Globalement, le Sahel restera encore longtemps structurellement vulnérable. Au niveau politique, l’exclusion de larges segments de la population affaiblit la loyauté envers les États, y compris leurs institutions de sécurité. Au niveau de celle-ci, des ressources sont plus souvent utilisées pour des objectifs étrangers à l’objectif principal: lutter contre l’extrémisme violent. Par ailleurs, les économies nationales devraient être moins basées sur la recherche d’économies de rentes et plus ouvertes aux investissements productifs.
Bien qu’encore indispensable, la réponse militaire restera avec des résultats limités tant qu’une meilleure gouvernance locale ne sera pas appliquée avec sérieux, y compris à travers des coalitions gouvernements crédibles et plus de transparence.

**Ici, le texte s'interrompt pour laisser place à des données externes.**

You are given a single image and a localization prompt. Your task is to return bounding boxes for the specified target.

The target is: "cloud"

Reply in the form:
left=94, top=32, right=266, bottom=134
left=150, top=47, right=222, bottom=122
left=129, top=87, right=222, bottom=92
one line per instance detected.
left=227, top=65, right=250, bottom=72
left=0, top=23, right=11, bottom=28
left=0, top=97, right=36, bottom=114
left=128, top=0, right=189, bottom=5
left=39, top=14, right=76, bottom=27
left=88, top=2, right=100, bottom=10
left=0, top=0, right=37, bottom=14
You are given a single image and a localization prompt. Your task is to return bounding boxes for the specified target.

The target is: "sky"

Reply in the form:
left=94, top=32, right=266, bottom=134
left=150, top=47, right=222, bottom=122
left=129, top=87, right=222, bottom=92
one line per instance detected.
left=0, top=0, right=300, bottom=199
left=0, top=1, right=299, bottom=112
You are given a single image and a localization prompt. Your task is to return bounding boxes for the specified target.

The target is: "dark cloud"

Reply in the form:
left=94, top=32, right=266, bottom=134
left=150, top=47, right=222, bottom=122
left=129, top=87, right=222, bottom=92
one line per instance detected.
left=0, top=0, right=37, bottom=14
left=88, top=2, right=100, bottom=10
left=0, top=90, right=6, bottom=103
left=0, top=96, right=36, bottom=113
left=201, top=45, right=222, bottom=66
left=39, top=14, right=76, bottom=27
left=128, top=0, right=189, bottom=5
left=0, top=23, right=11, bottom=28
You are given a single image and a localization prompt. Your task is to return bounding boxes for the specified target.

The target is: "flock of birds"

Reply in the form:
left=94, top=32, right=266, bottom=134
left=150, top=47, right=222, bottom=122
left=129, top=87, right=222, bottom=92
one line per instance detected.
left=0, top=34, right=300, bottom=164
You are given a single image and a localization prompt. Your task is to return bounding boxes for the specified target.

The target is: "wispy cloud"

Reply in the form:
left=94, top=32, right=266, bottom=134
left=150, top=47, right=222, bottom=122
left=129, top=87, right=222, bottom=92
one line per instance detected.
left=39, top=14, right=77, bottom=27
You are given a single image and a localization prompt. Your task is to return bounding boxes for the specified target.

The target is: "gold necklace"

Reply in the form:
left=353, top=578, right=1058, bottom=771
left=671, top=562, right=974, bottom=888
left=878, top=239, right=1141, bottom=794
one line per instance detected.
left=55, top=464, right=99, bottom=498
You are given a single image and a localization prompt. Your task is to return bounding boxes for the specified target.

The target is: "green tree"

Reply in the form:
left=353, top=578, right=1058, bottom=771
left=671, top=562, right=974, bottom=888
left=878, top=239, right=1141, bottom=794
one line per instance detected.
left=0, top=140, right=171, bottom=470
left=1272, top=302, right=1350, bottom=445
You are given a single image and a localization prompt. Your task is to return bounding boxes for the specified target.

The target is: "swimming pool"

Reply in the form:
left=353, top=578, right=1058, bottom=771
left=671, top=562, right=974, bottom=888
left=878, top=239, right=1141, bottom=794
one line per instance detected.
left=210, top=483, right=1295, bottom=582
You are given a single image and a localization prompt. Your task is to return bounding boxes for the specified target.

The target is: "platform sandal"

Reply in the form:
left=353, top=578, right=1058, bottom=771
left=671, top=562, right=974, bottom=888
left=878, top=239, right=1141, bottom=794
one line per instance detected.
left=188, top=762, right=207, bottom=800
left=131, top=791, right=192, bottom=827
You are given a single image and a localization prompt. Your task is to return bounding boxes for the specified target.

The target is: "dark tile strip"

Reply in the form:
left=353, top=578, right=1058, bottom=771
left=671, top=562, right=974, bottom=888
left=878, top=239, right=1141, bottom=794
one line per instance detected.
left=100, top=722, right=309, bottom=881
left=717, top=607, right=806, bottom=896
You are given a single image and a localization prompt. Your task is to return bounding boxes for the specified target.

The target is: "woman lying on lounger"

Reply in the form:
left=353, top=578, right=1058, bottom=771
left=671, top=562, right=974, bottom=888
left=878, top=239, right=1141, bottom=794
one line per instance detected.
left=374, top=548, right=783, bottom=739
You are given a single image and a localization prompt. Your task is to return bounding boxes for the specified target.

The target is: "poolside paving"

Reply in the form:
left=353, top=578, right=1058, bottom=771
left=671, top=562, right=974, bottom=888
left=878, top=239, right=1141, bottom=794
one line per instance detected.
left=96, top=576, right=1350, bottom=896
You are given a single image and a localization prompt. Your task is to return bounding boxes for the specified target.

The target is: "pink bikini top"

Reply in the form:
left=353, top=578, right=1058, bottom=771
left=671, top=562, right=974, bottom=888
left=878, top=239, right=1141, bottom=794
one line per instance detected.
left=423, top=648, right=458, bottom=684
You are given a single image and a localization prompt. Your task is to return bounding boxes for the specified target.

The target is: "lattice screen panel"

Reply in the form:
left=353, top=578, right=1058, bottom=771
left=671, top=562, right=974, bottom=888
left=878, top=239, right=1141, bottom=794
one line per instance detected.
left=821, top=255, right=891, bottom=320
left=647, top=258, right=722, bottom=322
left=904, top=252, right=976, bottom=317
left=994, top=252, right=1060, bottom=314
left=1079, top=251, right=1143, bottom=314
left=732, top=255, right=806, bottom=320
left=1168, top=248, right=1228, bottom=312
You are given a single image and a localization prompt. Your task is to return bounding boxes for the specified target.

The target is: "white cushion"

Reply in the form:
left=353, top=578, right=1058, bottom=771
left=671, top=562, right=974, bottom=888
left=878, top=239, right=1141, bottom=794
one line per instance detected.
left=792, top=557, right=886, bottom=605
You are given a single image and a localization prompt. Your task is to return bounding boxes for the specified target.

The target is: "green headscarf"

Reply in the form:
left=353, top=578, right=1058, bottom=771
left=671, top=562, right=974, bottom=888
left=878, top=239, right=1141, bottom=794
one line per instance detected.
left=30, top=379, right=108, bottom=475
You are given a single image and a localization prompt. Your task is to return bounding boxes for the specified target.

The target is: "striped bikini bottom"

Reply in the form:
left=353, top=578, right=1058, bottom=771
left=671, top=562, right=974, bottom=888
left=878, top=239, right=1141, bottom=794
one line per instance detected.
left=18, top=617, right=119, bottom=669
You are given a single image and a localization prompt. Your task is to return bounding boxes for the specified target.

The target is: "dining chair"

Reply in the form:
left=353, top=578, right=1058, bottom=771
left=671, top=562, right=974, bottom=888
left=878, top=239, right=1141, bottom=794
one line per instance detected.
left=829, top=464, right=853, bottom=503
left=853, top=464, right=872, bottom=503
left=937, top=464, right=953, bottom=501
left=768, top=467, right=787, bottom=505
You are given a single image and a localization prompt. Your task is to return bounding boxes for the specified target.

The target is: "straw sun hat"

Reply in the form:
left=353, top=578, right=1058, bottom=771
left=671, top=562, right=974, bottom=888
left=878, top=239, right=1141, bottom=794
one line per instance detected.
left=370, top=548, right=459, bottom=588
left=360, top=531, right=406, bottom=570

Enfin, la collusion entre les opérateurs de la drogue, eux-mêmes liés à certains éléments des services de sécurité et à des groupes radicaux, fait qu’il est difficile aujourd’hui de répondre efficacement aux menaces terroristes avec des chances de succès durables.
Telles sont les leçons des attaques meurtrières de Bamako en novembre et de Ouagadougou vendredi dernier.